El fiscal adjunto Nicolaï Zoria se niega a participar en la falsificación y quiere expresar sus dudas a Vychinski, el gran organizador de los procesos de Moscú, encargado de coordinar la participación soviética en Núremberg. El 23 de mayo de 1946 aparece muerto en su habitación de hotel, oficialmente por un accidente mientras limpiaba su arma de servicio.
Testigos y cronistas
Las más grandes plumas —periodistas y escritores— asisten al juicio: el estadounidense John Dos Passos, el soviético Ilya Ehrenbourg, el francés Joseph Kessel, la británica Rebecca West, la argentina Victoria Ocampo, que lamenta la ausencia de mujeres entre jueces, abogados y acusados, y también alemanes que regresan del exilio, como Erika Mann y Alfred Döblin.
Está también Ernest Michel, periodista judío alemán, superviviente de los campos, de 21 años, que firma sus artículos para la agencia alemana Dana —bajo control militar estadounidense— con su número de deportado. Göring pide verlo en su celda. El encuentro es breve: tras las primeras palabras del jerarca nazi, el joven grita que lo dejen salir.

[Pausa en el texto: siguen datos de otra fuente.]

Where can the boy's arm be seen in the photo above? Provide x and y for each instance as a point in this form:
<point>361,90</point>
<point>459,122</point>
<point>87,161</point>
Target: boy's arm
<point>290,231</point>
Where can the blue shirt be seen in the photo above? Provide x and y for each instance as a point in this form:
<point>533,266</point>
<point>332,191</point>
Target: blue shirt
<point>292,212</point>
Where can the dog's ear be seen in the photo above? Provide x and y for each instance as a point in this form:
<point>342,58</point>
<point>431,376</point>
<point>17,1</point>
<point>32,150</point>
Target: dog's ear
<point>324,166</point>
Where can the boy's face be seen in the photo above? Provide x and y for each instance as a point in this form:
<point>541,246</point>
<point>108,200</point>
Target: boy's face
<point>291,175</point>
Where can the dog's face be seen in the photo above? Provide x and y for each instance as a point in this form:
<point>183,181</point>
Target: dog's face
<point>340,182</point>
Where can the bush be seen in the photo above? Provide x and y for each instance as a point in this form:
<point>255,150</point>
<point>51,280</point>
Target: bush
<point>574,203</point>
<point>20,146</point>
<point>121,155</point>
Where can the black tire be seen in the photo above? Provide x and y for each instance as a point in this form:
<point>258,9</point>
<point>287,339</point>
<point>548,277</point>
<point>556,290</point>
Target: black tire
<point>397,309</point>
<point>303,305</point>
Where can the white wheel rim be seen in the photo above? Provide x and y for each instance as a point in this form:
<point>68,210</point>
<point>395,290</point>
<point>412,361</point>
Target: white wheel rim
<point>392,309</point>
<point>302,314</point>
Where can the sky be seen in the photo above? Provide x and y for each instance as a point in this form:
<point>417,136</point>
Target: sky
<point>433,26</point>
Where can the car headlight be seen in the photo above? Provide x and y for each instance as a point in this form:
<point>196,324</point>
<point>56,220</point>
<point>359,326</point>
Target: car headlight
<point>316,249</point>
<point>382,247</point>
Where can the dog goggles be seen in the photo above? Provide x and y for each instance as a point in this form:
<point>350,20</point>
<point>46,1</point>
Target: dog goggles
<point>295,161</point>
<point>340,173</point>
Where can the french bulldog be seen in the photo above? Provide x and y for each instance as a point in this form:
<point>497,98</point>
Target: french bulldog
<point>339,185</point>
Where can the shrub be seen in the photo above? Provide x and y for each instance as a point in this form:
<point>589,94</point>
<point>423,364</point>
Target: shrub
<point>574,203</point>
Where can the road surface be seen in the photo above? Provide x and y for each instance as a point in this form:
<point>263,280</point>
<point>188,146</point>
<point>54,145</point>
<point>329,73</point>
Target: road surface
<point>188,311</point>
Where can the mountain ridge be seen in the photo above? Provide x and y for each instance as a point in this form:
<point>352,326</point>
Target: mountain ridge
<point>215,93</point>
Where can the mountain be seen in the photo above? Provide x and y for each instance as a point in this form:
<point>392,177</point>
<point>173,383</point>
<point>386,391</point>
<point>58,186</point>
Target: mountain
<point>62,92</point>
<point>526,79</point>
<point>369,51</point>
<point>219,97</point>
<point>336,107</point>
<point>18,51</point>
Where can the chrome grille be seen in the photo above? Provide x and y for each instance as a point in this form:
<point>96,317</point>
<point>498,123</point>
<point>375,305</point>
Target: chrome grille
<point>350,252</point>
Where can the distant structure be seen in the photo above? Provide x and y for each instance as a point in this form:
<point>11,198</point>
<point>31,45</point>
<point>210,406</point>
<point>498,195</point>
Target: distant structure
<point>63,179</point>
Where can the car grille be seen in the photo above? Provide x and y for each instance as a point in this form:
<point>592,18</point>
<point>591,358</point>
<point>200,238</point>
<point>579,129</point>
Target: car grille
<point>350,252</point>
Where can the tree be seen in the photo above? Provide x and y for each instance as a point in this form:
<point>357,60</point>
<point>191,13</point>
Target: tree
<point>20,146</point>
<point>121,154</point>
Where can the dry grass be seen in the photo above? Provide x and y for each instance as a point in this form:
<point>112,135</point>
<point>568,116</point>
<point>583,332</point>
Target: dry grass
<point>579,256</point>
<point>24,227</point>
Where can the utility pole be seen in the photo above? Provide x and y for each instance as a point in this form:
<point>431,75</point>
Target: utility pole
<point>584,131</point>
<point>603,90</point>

Entre los testigos hay pocos supervivientes de los campos. El 18 de enero de 1946, Marie-Claude Vaillant-Couturier, nueva diputada comunista y superviviente de Auschwitz y Ravensbrück, ofrece un relato preciso que sume a la sala en la consternación. Con ella, la voz de las víctimas se hace presente: sobria, digna, implacable. Pasarán décadas antes de que otras voces se escuchen fuera de los tribunales, durante mucho tiempo los únicos espacios donde se les permite hablar.
Citemos sus palabras, pronunciadas con la mirada fija en el banco de los acusados, como si —recordará— "a través de mis ojos, miles y miles de ojos [los miraran], y por mi voz, miles de voces [los acusaran]": "Una noche nos despertaron gritos espantosos. Supimos, al día siguiente, por los hombres del Sonderkommando —el comando del gas— que la víspera, al no tener suficiente gas, habían arrojado a los niños vivos a los hornos".